Para atingir seu objetivo, elas treinam mais do que os homens. "Muitas usam tudo o que houver de lícito e ilícito para isso", diz Lacerda.

Entenda-se por tudo de suplementos de proteína a hormônios. "A mulherada está deitando e rolando nos anabolizantes, tomando ou injetando hormônio sem dó", acredita o fisioterapeuta Rafael Guiselini.

Gracyanne nunca fez uso dessas substâncias. O corpão, diz ela, é uma combinação de genética e estilo de vida esforçado. "É como ser atleta; me adaptei bem aos treinos, nunca saio da dieta. Mas sei que é difícil, 99,9% das mulheres não conseguem."

Por mais que se esforcem, há limitações físicas. "Corpo de mulher não foi feito para ter menos que 15% de gordura", opina a preparadora física Fernanda Borges, da Competition, de São Paulo.

Gracyanne está com 6% de gordura corporal. "É percentual de atleta homem", diz Xande, seu "body designer".

Além da proporção de gordura, há um número máximo de fibras musculares que uma mulher pode ter.

"Mesmo que a quantidade de fibras das pernudas seja acima da média, elas chegam a um patamar com treino e dieta e de lá não passam. Dentro dos limites fisiológicos do corpo feminino não dá para ser tudo isso que se vê por aí ", diz Mauro Guiselini.

Pernas respondem muito bem à musculação, segundo Eduardo Netto, diretor das academias Bodytech. Mas para dar o salto da perereca é preciso muita dedicação.

Editoria de Arte/Folhapress

"O treino é feito de séries muito parecidas com as de um fisiculturista: pouca repetição, muita carga, muitas horas malhando. Mas, mesmo com a maior disciplina do mundo, elas não conseguem ficar com as pernas tão grandes. Para isso, é preciso testosterona", diz Netto.

Mesmo sem aditivos, o tipo de treino da "mulher-perereca" é arriscado. Os movimentos e as cargas pesadas podem comprimir as vértebras lombares, lesionar articulações e encurtar a musculatura posterior das pernas.

"No futuro próximo, teremos muitas mulheres-pererecas lesionadas", diz o educador físico Mauro Guiselini.

CULTO E PRECONCEITO

Mais preocupadas com o agora, as alunas apostam nos benefícios, não nos riscos. "É sabido no mercado de fitness que essas mulheres não percebem quando passam dos limites", diz Saturno de Souza, diretor da Bio Ritmo.

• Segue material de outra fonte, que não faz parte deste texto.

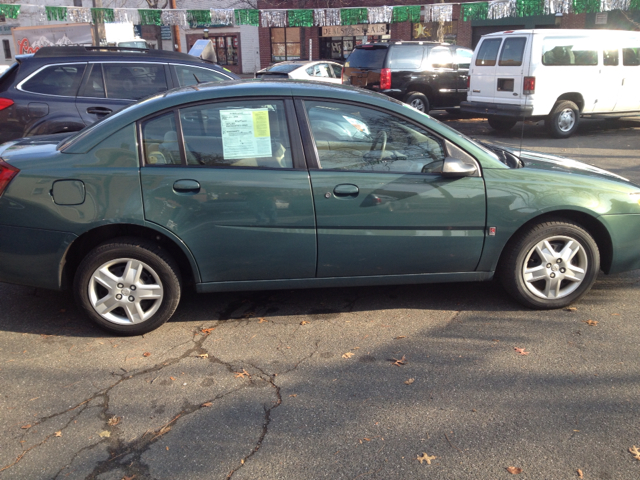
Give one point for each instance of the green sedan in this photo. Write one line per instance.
(280, 184)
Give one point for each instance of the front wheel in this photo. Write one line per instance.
(128, 286)
(550, 265)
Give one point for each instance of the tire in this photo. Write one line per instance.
(419, 101)
(550, 265)
(563, 120)
(102, 290)
(501, 124)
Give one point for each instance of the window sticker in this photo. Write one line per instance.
(245, 133)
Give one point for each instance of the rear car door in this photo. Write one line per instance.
(382, 205)
(229, 179)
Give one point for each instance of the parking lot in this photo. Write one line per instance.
(448, 381)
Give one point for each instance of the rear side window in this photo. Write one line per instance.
(134, 81)
(62, 80)
(488, 52)
(512, 52)
(372, 58)
(407, 57)
(567, 51)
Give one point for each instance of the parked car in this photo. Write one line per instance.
(426, 75)
(323, 71)
(268, 185)
(555, 75)
(64, 89)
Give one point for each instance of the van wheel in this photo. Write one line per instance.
(501, 124)
(563, 120)
(419, 101)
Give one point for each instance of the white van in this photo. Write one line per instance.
(555, 75)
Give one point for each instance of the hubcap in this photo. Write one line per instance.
(555, 267)
(566, 120)
(125, 291)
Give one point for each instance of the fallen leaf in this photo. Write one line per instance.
(399, 362)
(242, 374)
(113, 421)
(425, 458)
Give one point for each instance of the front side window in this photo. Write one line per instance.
(355, 138)
(133, 81)
(488, 52)
(62, 80)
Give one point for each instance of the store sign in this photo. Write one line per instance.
(355, 30)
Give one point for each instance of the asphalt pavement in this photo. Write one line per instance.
(448, 381)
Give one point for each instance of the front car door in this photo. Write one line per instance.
(382, 205)
(229, 179)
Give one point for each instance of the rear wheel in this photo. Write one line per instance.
(128, 286)
(563, 120)
(550, 265)
(419, 101)
(501, 124)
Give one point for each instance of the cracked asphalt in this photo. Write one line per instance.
(301, 384)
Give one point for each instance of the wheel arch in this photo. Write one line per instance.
(86, 242)
(590, 223)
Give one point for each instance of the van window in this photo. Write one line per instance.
(631, 56)
(565, 51)
(488, 52)
(512, 52)
(407, 57)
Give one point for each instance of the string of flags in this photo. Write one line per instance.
(442, 12)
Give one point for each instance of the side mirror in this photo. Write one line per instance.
(455, 168)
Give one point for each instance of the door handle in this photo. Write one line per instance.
(186, 186)
(99, 110)
(346, 190)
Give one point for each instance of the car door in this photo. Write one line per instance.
(229, 179)
(111, 86)
(382, 205)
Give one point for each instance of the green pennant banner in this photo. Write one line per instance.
(56, 13)
(150, 17)
(300, 18)
(475, 11)
(199, 17)
(10, 11)
(354, 16)
(247, 16)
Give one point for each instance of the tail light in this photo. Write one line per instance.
(7, 172)
(529, 85)
(5, 102)
(385, 79)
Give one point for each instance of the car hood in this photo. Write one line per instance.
(559, 163)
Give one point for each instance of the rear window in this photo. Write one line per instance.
(568, 51)
(372, 58)
(512, 52)
(62, 80)
(406, 57)
(488, 52)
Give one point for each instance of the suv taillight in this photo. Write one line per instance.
(7, 172)
(385, 79)
(5, 102)
(529, 85)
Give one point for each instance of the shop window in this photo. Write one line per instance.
(286, 44)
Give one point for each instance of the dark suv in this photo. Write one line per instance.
(64, 89)
(426, 75)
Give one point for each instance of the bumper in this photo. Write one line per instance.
(497, 109)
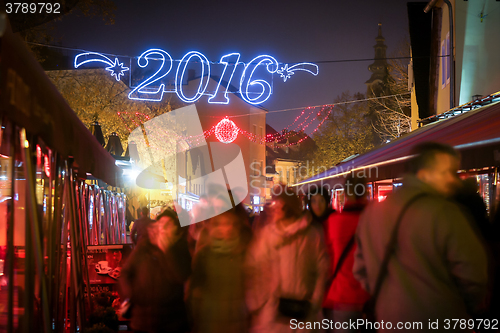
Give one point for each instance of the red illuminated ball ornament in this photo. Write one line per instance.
(226, 131)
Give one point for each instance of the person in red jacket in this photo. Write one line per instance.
(345, 297)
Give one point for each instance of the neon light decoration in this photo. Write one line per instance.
(143, 61)
(205, 66)
(226, 131)
(115, 67)
(253, 90)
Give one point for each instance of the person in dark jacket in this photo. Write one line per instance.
(154, 276)
(438, 270)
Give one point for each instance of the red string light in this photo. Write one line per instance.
(226, 131)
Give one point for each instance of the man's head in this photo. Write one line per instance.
(436, 164)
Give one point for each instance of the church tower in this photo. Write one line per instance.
(377, 84)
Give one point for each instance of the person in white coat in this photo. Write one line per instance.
(286, 269)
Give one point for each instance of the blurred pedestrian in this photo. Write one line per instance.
(216, 289)
(468, 196)
(140, 226)
(438, 269)
(287, 268)
(345, 297)
(319, 204)
(154, 276)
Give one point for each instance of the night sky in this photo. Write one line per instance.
(290, 31)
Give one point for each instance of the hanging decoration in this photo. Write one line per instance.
(254, 88)
(226, 131)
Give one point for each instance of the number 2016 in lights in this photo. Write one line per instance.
(145, 91)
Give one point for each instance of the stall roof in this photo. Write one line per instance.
(475, 133)
(30, 100)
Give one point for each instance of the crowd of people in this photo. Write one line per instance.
(426, 253)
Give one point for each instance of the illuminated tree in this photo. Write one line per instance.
(346, 132)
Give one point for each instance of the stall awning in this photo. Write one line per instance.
(30, 100)
(476, 134)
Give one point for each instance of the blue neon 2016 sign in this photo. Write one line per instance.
(145, 91)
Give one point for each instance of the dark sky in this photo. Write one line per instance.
(290, 31)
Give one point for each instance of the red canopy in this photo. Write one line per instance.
(475, 133)
(30, 100)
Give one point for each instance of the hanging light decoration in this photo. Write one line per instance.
(226, 131)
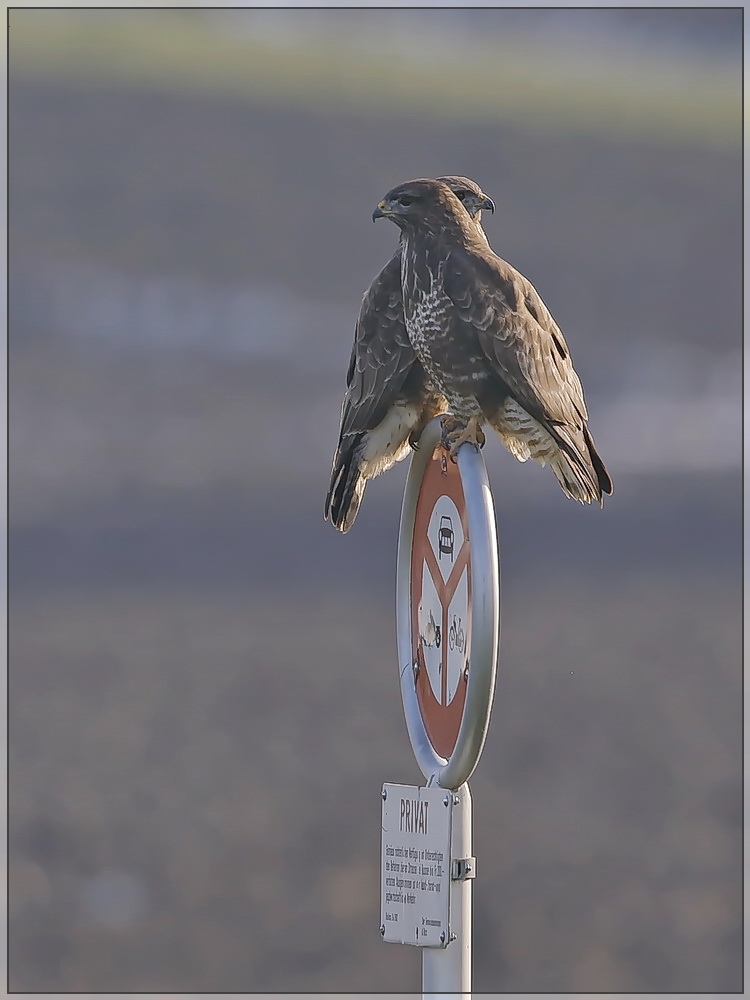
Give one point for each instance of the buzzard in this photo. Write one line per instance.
(488, 343)
(389, 399)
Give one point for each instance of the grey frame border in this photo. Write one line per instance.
(485, 614)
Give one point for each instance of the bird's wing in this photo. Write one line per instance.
(382, 355)
(517, 334)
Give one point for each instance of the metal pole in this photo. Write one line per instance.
(448, 970)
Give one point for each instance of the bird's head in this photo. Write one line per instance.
(424, 204)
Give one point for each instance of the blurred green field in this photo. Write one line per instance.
(539, 87)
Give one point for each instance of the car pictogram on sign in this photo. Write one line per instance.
(446, 537)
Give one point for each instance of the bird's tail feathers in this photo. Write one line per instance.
(604, 478)
(576, 470)
(347, 486)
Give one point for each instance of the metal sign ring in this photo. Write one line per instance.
(447, 608)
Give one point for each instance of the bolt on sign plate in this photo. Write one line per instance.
(448, 613)
(415, 865)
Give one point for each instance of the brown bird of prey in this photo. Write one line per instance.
(389, 399)
(488, 343)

Para a modelo Juju Salimeni, 26, o limite é individual. "Cada uma decide o seu. Existe grande preconceito contra o culto ao corpo. São ignorantes que não sabem respeitar o estilo de vida de cada um."

A percepção dos profissionais das academias é diferente. "Hoje, a onda é hipertrofia", diz Netto, da Bodytech.

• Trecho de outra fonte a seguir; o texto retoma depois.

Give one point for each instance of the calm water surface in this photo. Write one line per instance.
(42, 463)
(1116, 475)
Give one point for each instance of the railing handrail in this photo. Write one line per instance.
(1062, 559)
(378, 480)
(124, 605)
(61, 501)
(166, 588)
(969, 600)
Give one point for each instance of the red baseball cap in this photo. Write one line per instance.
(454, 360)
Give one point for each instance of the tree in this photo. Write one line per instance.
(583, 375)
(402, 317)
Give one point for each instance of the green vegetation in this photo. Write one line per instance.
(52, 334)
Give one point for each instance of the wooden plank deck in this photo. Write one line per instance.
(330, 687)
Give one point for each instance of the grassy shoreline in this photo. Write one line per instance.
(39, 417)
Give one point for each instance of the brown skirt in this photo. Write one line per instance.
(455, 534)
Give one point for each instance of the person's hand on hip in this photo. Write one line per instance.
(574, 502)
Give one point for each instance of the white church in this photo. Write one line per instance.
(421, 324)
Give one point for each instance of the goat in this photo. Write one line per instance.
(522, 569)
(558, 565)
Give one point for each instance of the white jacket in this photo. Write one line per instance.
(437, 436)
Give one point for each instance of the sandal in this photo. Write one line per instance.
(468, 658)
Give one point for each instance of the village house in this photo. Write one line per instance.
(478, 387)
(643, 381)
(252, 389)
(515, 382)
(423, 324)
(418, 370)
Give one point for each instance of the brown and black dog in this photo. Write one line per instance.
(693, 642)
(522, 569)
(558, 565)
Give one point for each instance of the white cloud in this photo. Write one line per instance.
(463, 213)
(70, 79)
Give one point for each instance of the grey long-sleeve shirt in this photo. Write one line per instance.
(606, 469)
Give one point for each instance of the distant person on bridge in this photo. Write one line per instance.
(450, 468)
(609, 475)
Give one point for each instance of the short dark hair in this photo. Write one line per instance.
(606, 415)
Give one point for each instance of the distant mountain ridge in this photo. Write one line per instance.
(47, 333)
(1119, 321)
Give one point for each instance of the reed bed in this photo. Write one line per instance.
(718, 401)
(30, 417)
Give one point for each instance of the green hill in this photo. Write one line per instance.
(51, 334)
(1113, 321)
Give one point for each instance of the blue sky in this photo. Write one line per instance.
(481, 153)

Saturno de Souza, da Bio Ritmo, concorda: "O preconceito contra a mulher com músculos definidos já passou e o público feminino busca cada vez mais esse visual".

E os homens, o que acham? "Acham esse tipo de corpo atraente. Só consideram masculinizadas aquelas que ficam com ombros e costas largos", diz Souza. As magras, segundo ele, só conseguem impressionar as outras mulheres, não os homens.

Isso pode valer também para as saradas. Em sua pesquisa de doutorado sobre imagem corporal de frequentadores de academia, o professor de educação física Vinícius Damasceno, da Universidade Salgado de Oliveira (Juiz de Fora, MG), observou que em 55% dos casos, o tipo de corpo feminino que a mulher considera mais sedutor não é o que o homem deseja.